Antique historical map of Rome by Isaac Basire

Biography:
Isaac Basire (1704-68) worked as an engraver in London. His son (John) James Basire (i) (born London, 6 Oct 1730; d London, 6 Sept 1802) became known as an engraver of architecture and was employed on the first volume of James Stuart's and Nicholas Revett's The Antiquities of Athens (1762). In 1763 he travelled in Italy; around that time he succeeded George Vertue as Engraver to the Society of Antiquaries, and he became Engraver to the Royal Society in 1770.

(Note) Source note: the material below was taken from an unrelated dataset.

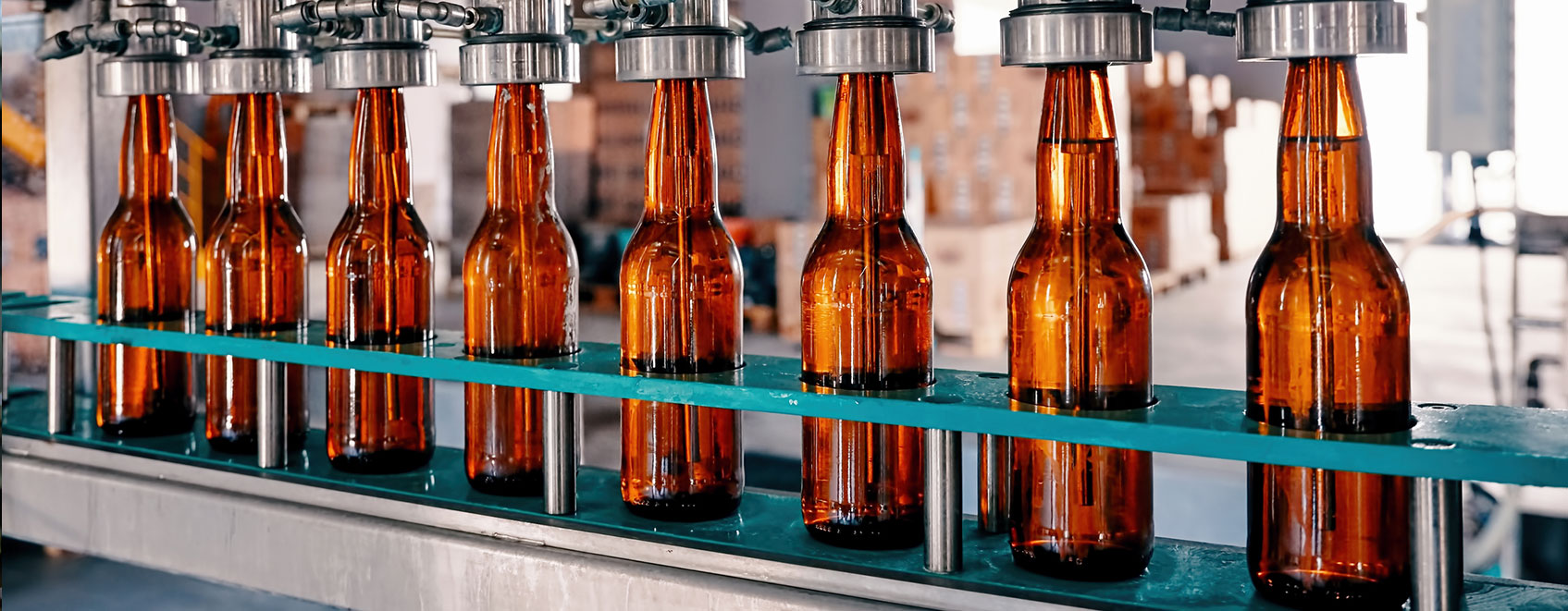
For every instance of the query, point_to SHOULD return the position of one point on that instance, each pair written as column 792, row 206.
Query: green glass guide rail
column 1511, row 446
column 1182, row 575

He contributed fine prints to Vetusta monumenta, produced for the Antiquaries, and other publications; he also engraved many individually issued prints, notably one after Benjamin West's Pylades and Orestes (1766), one of the first prints of a contemporary painting published by John Boydell. This was shown in London in 1770 at the Free Society of Artists exhibition; between 1761 and 1783 Basire exhibited 85 prints at these exhibitions. One, the Champ d'or, 1520, executed for the Antiquaries, was exhibited in 1775 as 'the largest plate engraved in England'. William Blake served as one of his apprentices from 1772 to 1779.

Basire's eldest son, James Basire (ii) (b ?London, 12 Nov 1769; d Chigwell Wells, Essex, 13 May 1822), succeeded his father as Engraver to the Royal Society and to the Antiquaries, for whom he engraved plates of English cathedrals after John Carter; in 1819-23 he made 17 plates after the Bayeux Tapestry for them. He also engraved the annual Oxford Almanacks for the periods 1797-1809 and 1811-14. His son James Basire (iii) (1796-1869) was also a line engraver; his work includes engravings of Sussex country houses.